Some instances of natural hybridization in reptiles led to the formation of new species that reproduce asexually (Barley et al., 2022). In these species, offspring are produced without male contribution (i.e., these species are all female). For these asexual lizards, their genomes are locked in a hybrid state (Vrijenhoek & Pfeiler, 2008; Warren et al., 2018) (i.e., no sexual recombination occurs to alter their genetic composition). Asexual whiptail lizards exhibit reduced mitochondrial respiration (Cullum, 1997;Klabacka et al., 2022). Explicit examination of the molecular mechanisms involved in mito-nuclear mismatch is needed to understand which genes are responsible for reduced organism health in hybrid species.
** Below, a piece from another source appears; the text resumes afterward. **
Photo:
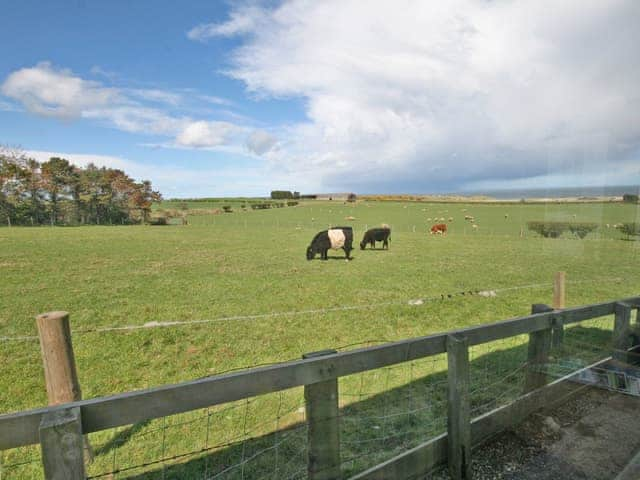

For this project we will bioinformatically examine the vast network of genes involved in mitochondrial respiration of hybrid asexual organisms (Aspidoscelis tesselatus) at three levels: (1) nucleotide sequence [DNA], (2) transcript sequence/abundance [RNA], and (3) amino acid sequence [protein]. Examination of these genes will help us understand (A) the specific genetic underpinnings of reduced mitochondrial respiration in hybrid asexual organisms, (B) whether hybrid asexual organisms can cope with mito-nuclear mismatch by “turning off” (silencing) or “turning down” (suppressing) genes that aren’t co-evolved with their mitochondria, and (C) the role of mito-nuclear interactions in speciation.

Prospective Research Projects

Mitonuclear Phylogenetics:

In Eukaryotic organisms, DNA resides inside both the nucleus and the mitochondria. Both of these genomes contain information that encodes cellular gene products (e.g., proteins and functional RNA). All of the gene products from the mitochondrial genome perform functions within the mitochondria, whereas the vast majority of gene products from the nuclear genome do not. However, a subset of gene products from the nuclear genome target the mitochondria; these gene products (from over 1,000 nuclear genes known as 'N-mt' genes) must interact with those of the mitochondrial genome. Incompatibilities between the gene products can result in decreased mitochondrial function, which can negatively affect cellular, organismal, and organismal performance.

In species with mitonuclear phylogenetic discordance (where the nuclear phylogeny doesn't match the mitochondrial phylogeny), it is common for the mitochondrial phylogeny to show more resolved, divergent lineages in contrast to the nuclear phylogeny's unresolved, admixed lineages. We are testing whether the evolutionary history of N-mt genes in such scenarios reflects that of the mitochondrial tree or the nuclear tree.

Life History Evolution

Females of the side-blotched lizard (Uta stansburiana) are hypothesized to have divergent life history strategies associated with color polymorphism. Orange-throated individuals lay large clutches of small eggs, whereas yellow- and blue-throated individuals lay small clutches of larger eggs. Differences in reproductive strategy are frequently associated with differences in aging (i.e., rate of senescence, longevity) and growth (e.g., growth rate, adult body size). We will test whether female throat color variation is associated with differences in growth rate and aging, and examine the genetic contribution to these life history traits.

Skeletomuscular Histology

Aspidoscelis lizards use their forelimbs and hindlimbs for completely different purposes (forelimbs for foraging and burrowing, hindlimbs for quick escapes). Because of this, their muscular physiology appears to be different. We will test the mitochondrial content of the different skeletal muscle tissue and examine the mitochondrial morphology using transmission electron microscopy.